ふぅと俺が溜め息を吐くと、武川もそれに倣ったように一つ息を吐いた。
「……しっかし……何ですか、あれは」
「何が?」
「浅見ですよ、浅見。なに、あの落ち着き。本当にアイツ新人ですか? 俺の新人の頃とは大違いだ!!」
「……まぁ、アイツは制服忘れてきたりしねぇだろうな」
「俺が新人の頃の黒歴史はいいんですよ!!」
「自分が言い出したんじゃねぇかよ」
俺のツッコミに武川が吹き出した。

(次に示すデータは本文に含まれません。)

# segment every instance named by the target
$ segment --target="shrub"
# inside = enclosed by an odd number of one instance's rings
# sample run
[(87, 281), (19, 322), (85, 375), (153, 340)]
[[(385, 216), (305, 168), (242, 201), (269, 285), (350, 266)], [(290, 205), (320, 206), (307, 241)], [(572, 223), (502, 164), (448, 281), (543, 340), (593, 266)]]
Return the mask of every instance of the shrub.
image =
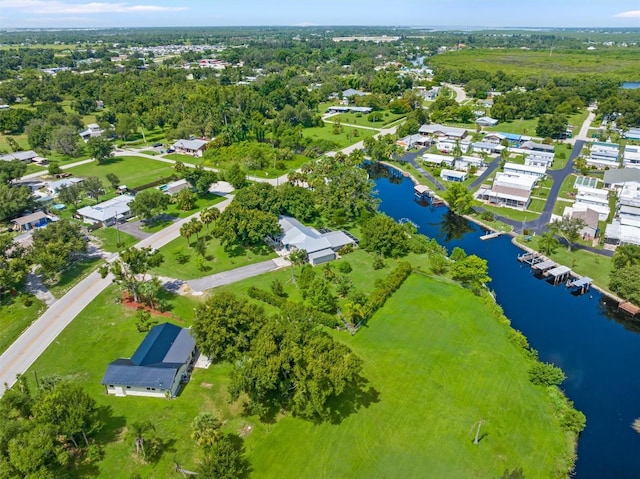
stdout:
[(349, 274), (352, 270), (353, 268), (351, 268), (351, 264), (347, 261), (341, 261), (340, 263), (338, 263), (338, 271), (340, 271), (341, 273)]
[(562, 369), (551, 363), (536, 362), (529, 370), (529, 380), (538, 386), (557, 386), (565, 379)]
[(407, 262), (400, 263), (384, 281), (378, 283), (376, 288), (367, 298), (367, 317), (370, 317), (380, 309), (387, 298), (391, 296), (404, 283), (404, 280), (411, 274), (411, 265)]
[(31, 297), (31, 295), (26, 293), (20, 295), (20, 301), (22, 301), (22, 304), (25, 308), (28, 308), (33, 304), (33, 298)]
[(286, 298), (287, 293), (284, 290), (284, 286), (282, 285), (282, 281), (279, 279), (274, 279), (271, 282), (271, 292), (280, 298)]
[(174, 253), (176, 257), (176, 262), (178, 264), (186, 264), (189, 261), (190, 256), (187, 253), (183, 253), (182, 251), (176, 251)]
[(491, 211), (483, 211), (482, 214), (480, 215), (480, 218), (482, 218), (485, 221), (493, 221), (494, 220), (494, 216), (493, 216), (493, 213)]
[(380, 256), (373, 259), (373, 269), (378, 270), (384, 268), (384, 260)]
[(140, 333), (146, 333), (153, 326), (158, 324), (158, 321), (151, 317), (149, 311), (145, 311), (143, 308), (138, 308), (136, 312), (136, 328)]
[(344, 245), (342, 248), (338, 250), (338, 254), (340, 256), (344, 256), (349, 253), (353, 253), (353, 245), (351, 243)]
[(569, 431), (580, 434), (587, 425), (587, 418), (582, 412), (573, 409), (573, 404), (570, 404), (569, 409), (565, 411), (560, 420), (560, 425)]

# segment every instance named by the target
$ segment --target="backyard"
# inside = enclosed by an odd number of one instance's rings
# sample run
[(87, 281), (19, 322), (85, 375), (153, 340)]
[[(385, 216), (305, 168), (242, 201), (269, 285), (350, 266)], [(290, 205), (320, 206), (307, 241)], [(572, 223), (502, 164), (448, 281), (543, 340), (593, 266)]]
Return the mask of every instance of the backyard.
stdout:
[[(368, 130), (365, 128), (352, 128), (349, 126), (342, 126), (340, 133), (334, 133), (333, 126), (331, 124), (325, 124), (325, 126), (316, 126), (313, 128), (305, 128), (302, 130), (302, 134), (306, 138), (314, 140), (330, 141), (335, 143), (335, 149), (342, 149), (354, 143), (364, 140), (369, 136), (377, 134), (377, 131)], [(357, 134), (357, 136), (356, 136)]]
[(97, 176), (106, 185), (109, 184), (107, 175), (114, 173), (120, 179), (120, 184), (129, 188), (136, 188), (176, 174), (173, 166), (168, 163), (138, 156), (116, 156), (102, 165), (91, 162), (74, 166), (67, 171), (74, 176)]

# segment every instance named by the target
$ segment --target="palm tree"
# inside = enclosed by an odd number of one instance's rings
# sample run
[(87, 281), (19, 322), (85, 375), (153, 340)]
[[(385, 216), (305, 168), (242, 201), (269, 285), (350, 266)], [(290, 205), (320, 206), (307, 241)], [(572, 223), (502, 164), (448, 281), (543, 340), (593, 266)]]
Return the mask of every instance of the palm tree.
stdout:
[(137, 421), (131, 424), (133, 444), (136, 447), (136, 454), (138, 456), (145, 457), (144, 436), (150, 431), (155, 431), (155, 427), (153, 427), (150, 421)]
[(196, 238), (199, 238), (198, 233), (202, 231), (202, 222), (198, 220), (198, 218), (191, 218), (191, 221), (187, 224), (189, 225), (189, 228), (191, 228), (191, 233), (195, 234)]
[(191, 242), (189, 241), (189, 238), (191, 238), (192, 234), (193, 234), (193, 230), (191, 229), (191, 226), (189, 225), (189, 223), (185, 223), (180, 227), (180, 236), (187, 238), (187, 245), (189, 247), (191, 247)]
[(221, 426), (220, 420), (210, 412), (200, 413), (191, 423), (193, 428), (191, 438), (199, 446), (213, 446), (220, 436)]
[(625, 244), (616, 248), (616, 252), (613, 255), (613, 267), (615, 269), (637, 264), (640, 264), (640, 246)]
[(200, 221), (207, 226), (207, 233), (209, 233), (209, 225), (220, 217), (220, 210), (212, 207), (204, 210), (200, 213)]
[(631, 423), (631, 428), (637, 432), (638, 434), (640, 434), (640, 417), (637, 419), (634, 419), (633, 422)]
[(540, 249), (544, 254), (551, 254), (558, 247), (560, 242), (553, 235), (552, 231), (547, 231), (546, 233), (542, 233), (542, 237), (540, 238)]

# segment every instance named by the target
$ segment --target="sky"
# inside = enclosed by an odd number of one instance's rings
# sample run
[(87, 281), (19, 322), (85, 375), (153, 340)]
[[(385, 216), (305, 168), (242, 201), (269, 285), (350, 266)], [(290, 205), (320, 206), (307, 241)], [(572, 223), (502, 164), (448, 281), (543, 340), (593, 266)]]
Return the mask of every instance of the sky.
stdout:
[(0, 0), (0, 28), (637, 27), (640, 0)]

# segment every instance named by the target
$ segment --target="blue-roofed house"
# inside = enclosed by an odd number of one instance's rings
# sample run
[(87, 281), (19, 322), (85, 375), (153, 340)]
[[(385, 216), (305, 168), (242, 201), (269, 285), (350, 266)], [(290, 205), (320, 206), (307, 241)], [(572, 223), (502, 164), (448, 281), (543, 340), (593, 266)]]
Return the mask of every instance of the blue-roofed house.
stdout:
[(116, 359), (102, 378), (107, 394), (175, 397), (188, 379), (196, 345), (191, 332), (171, 323), (151, 328), (131, 359)]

思わず俺も笑ってしまう。
「いやぁ、それにしても完璧な人間っているんですね。全く隙がない。身のこなしや喋り方もそうだけど、見た目も。こんなに暑いのに、長袖のYシャツ姿で汗一つかいてないですよ」
9月の終わりだってのになかなか涼しくならない。
今、俺たちは“強盗事件対策室”とは名ばかりの、あまり冷房の効かない普段は物置に使われてる小部屋に押し込まれている。俺と武川は半袖のYシャツのボタンはだらしなく二つ開けて、足元はサンダル履きでうちわを扇ぎながらパソコンや書類に向かっている。
それに比べて浅見は、真っ白なシワ一つない長袖のYシャツを着こなしながら何とも涼やかな顔で黙々と雑用をこなしているのだ。